Shapiro, in a statement from his 2-week-old campaign, suggested that Wolf’s plan — which involves joining the multistate consortium, the Regional Greenhouse Gas Initiative, or RGGI — does not satisfy criticism that it will hurt the state’s energy industry, drive up electric prices and do little to curtail greenhouse gases.
“We need to take real action to address climate change, protect and create energy jobs and ensure Pennsylvania has reliable, affordable and clean power for the long term,” Shapiro said in the statement. “As governor, I will implement an energy strategy which passes that test, and it’s not clear to me that RGGI does.”
That, he said, “is a determination I will make as governor, in close consultation with workers and affected communities.”
Even if he wins next year’s election, Shapiro — as state attorney general — could before then be in the position of rendering legal judgement on Wolf’s carbon-pricing regulation.
Shapiro’s statement came just before he spoke Wednesday to a conference of union leaders from the pipeline trades. They are among the labor unions whose members work on power plants, gas pipelines and refineries.
Wolf said Tuesday that he still expects his plan to take effect next year. For now, Wolf’s plan faces solid opposition from Republicans in the Legislature and in the double-digit-deep GOP field running for governor in next year’s election.
Republicans can halt Wolf’s carbon-pricing regulation if they win over enough Democrats to muster veto-proof majorities in both the House and Senate.
Sen. Cris Dush, R-Brookville, after Wednesday’s vote rejecting RGGI, said he and his Republican colleagues have stressed. its carbon pricing measures are a tax, which would violate the state Constitution that grants exclusive power to the Assembly to levy taxes. Dush said carbon taxes would also result in the closure of Pennsylvania’s coal-fired power plants, the loss of family-sustaining jobs and negative impacts on the state’s economy.
Dush added that spending of carbon tax revenue by RGGI states on energy efficiency, wind power, solar power and low-income fuel assistance was found to have minimal positive impact in those states, while RGGI increased electric bills in the coalition states.
The Senate resolution rejecting RGGI now goes to the GOP-controlled House. If Wolf vetoes the resolution, Dush said it will return to the Senate, which may consider overriding the veto. Two-thirds of the Senate must support the resolution to override the veto. Should the Senate override the veto, the measure would then go to the House where the same two-thirds vote is required.
Wolf’s regulation also faces litigation from opponents who question its legality, and Shapiro’s office could be tasked with defending the regulation in court.
Heavily populated and fossil fuel-rich Pennsylvania has long been one of the nation’s biggest polluters and power producers, and the jury is out on whether a carbon-pricing program on power plants would significantly reduce greenhouse gas emissions.
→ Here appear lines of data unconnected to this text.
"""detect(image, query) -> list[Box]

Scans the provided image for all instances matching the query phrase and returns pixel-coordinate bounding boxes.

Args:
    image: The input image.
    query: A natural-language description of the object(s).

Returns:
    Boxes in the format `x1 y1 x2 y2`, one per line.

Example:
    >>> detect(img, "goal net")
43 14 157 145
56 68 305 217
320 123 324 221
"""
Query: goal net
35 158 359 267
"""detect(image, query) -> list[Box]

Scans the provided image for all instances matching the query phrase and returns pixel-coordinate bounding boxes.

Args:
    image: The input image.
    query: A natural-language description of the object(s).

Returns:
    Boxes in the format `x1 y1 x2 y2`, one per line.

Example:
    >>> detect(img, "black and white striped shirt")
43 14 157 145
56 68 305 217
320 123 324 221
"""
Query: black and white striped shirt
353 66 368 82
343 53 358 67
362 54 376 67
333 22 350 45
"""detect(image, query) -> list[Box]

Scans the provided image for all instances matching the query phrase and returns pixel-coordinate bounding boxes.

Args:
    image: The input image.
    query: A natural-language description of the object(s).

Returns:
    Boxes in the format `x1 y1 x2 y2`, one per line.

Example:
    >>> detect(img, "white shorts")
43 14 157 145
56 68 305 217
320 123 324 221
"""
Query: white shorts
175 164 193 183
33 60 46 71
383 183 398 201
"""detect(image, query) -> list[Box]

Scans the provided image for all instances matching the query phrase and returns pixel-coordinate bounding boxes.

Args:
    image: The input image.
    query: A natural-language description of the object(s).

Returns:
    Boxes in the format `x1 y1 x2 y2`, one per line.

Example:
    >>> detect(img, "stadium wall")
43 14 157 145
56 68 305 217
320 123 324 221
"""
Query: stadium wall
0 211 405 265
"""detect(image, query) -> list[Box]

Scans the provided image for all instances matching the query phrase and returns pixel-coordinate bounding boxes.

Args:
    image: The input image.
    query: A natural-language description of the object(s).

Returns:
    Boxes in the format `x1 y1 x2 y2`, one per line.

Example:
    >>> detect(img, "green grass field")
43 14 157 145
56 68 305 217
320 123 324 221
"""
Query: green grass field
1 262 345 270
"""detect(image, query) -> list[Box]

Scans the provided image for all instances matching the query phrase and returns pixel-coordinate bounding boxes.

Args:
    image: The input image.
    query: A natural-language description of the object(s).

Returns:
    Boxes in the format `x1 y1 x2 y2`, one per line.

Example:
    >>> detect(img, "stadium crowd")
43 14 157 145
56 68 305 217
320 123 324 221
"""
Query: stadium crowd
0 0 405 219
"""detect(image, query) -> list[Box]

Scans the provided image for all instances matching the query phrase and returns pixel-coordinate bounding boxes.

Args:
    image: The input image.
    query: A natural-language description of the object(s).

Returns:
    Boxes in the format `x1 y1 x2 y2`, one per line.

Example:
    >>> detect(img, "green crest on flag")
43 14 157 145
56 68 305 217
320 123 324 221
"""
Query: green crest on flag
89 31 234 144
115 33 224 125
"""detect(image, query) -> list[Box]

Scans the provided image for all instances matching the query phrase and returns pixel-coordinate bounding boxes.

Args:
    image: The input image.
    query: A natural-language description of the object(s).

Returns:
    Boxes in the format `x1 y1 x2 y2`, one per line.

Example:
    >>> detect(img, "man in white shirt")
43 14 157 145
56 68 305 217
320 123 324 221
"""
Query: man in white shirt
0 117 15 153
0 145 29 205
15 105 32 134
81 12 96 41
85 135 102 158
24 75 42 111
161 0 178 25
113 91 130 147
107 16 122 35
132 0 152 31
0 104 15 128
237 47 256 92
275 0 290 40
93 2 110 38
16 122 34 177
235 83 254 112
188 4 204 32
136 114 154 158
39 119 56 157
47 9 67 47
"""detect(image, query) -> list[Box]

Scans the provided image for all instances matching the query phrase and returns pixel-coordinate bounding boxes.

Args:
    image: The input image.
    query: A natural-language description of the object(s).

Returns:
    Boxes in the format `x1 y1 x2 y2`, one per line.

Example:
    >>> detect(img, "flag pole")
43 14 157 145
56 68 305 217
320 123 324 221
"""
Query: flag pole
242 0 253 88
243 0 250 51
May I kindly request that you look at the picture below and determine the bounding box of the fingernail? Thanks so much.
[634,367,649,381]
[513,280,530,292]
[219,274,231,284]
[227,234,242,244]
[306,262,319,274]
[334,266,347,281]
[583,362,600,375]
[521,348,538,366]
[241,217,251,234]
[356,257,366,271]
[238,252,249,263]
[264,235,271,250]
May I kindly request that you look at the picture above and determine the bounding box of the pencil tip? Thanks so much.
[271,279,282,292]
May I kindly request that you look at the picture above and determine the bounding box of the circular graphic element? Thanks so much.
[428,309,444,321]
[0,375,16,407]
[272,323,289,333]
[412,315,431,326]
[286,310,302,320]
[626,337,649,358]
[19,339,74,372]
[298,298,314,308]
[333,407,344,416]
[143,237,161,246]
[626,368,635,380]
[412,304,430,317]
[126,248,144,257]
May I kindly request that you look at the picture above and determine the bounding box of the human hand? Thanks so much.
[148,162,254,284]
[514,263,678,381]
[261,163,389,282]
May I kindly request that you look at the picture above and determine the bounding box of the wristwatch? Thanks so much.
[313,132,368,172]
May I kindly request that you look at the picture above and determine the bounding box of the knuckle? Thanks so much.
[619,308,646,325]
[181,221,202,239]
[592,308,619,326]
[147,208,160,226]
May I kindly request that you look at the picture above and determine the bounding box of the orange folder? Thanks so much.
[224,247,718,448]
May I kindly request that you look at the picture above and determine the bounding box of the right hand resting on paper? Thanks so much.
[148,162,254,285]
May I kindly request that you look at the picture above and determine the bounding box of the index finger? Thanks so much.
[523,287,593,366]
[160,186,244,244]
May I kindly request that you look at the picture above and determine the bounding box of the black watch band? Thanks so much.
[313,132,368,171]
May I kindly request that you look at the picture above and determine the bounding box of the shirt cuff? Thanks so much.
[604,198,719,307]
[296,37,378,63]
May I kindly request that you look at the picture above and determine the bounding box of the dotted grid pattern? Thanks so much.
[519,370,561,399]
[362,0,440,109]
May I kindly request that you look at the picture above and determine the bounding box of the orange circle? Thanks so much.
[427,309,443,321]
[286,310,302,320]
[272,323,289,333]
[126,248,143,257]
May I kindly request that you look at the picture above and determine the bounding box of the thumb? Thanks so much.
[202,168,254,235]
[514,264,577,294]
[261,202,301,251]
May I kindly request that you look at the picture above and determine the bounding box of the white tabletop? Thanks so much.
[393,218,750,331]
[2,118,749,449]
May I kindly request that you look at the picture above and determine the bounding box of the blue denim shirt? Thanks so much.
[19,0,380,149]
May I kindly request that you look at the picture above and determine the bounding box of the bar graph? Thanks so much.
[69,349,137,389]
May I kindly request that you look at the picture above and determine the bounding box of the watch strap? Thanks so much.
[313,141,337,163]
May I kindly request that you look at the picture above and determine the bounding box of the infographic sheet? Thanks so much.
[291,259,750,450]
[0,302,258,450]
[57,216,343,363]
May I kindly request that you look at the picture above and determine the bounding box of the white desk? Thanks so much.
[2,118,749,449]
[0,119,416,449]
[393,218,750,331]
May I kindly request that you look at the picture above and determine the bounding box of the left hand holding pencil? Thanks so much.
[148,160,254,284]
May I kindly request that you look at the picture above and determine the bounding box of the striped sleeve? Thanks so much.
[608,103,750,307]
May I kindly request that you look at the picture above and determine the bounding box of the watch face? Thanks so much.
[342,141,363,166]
Its effectiveness could depend on where emissions caps are set and whether money from the emissions credits are wisely spent on clean energy and energy efficiency programs.
Wolf’s carbon-pricing regulation has broad support from environmental advocacy groups and, in theory, electricity from solar, wind and nuclear power generators would become more cost competitive in electricity markets.
In some cases, Wolf’s plan received support from backers of higher-efficiency natural gas plants and labor unions involved in renewable energy projects. It also motivated the Ohio-based owner of nuclear-powered Beaver Valley Power Station to put off plans to close the plant.
Coal advocates say the plan will prematurely shut down coal mines and coal-fired power plants in Pennsylvania, while many in the natural gas industry have opposed it.